Le mie prime esperienze sono legate alle influenze manouche e alla canzone popolare italiana, e qualcosa di queste atmosfere permane anche in questo album, credo sia imprescindibile un confronto con la tradizione popolare se si vuole scrivere canzoni.
E restando sul tema: quanta della canzone moderna attinge a quelle radici? E la tua in particolare?
La nostra è una tradizione melodica che parte dal melodramma, tutta la canzone italiana moderna deve un tributo a queste radici, in particolar modo il genere melodico. Anche la mia canzone.
Veniamo ad oggi. Cos’è quello che tu definisci “cantassurdautore”?
Cantautore ad oggi secondo me è un termine troppo generico ed ho sentito l’esigenza di personalizzarlo ed adeguarlo a quello che faccio, essendo i temi che mi piace trattare un realistico assurdo quotidiano. Da qui il termine cantassurdautore.
Nel brano “Crisi Rock” c’è una splendida vecchina che ci fa la morale, storica e sociale. Chi è?

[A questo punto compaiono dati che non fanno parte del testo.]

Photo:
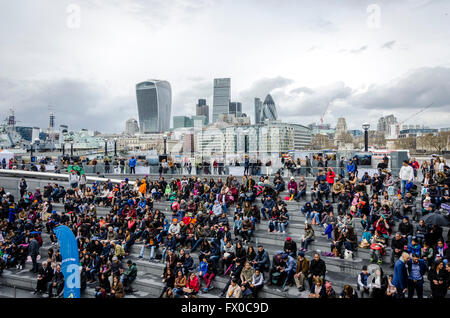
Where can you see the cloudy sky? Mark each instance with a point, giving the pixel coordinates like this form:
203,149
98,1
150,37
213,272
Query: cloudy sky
356,59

E’ mia nonna, una donna di quasi novant’anni con una incredibile e sorprendente capacità di sintesi e di cogliere l’essenza delle cose. La sua frase finale per me rimarrà storica.
Tra tutti i brani del disco, dal piglio ironico e brillante, svetta su tutte “Santa la bella stella stanca” che è, forse l’unica vera canzone da cantautore impegnato e serioso. Come mai questa scelta?
Anche “Notte seria” lo è, con un titolo del genere non poteva non esserlo, seppur abbia sfumature di sarcasmo e cinismo. “Santa la bella stella stanca” è una canzone romantica, una ballata, volutamente con intenti poetici, l’ho inserita perché io sono anche questo, non sono solo ironia, ne avrei messa anche un’altra ma purtroppo non c’era spazio per un altro brano.
E quale delle due vesti ti si addice di più? Prendersi sul serio o prendersi a risate?
Entrambe e penso che si veda anche dal tipo di album che è venuto fuori. Non è facile farle coesistere, tutto sta però nel dare credibilità a questa loro coesistenza.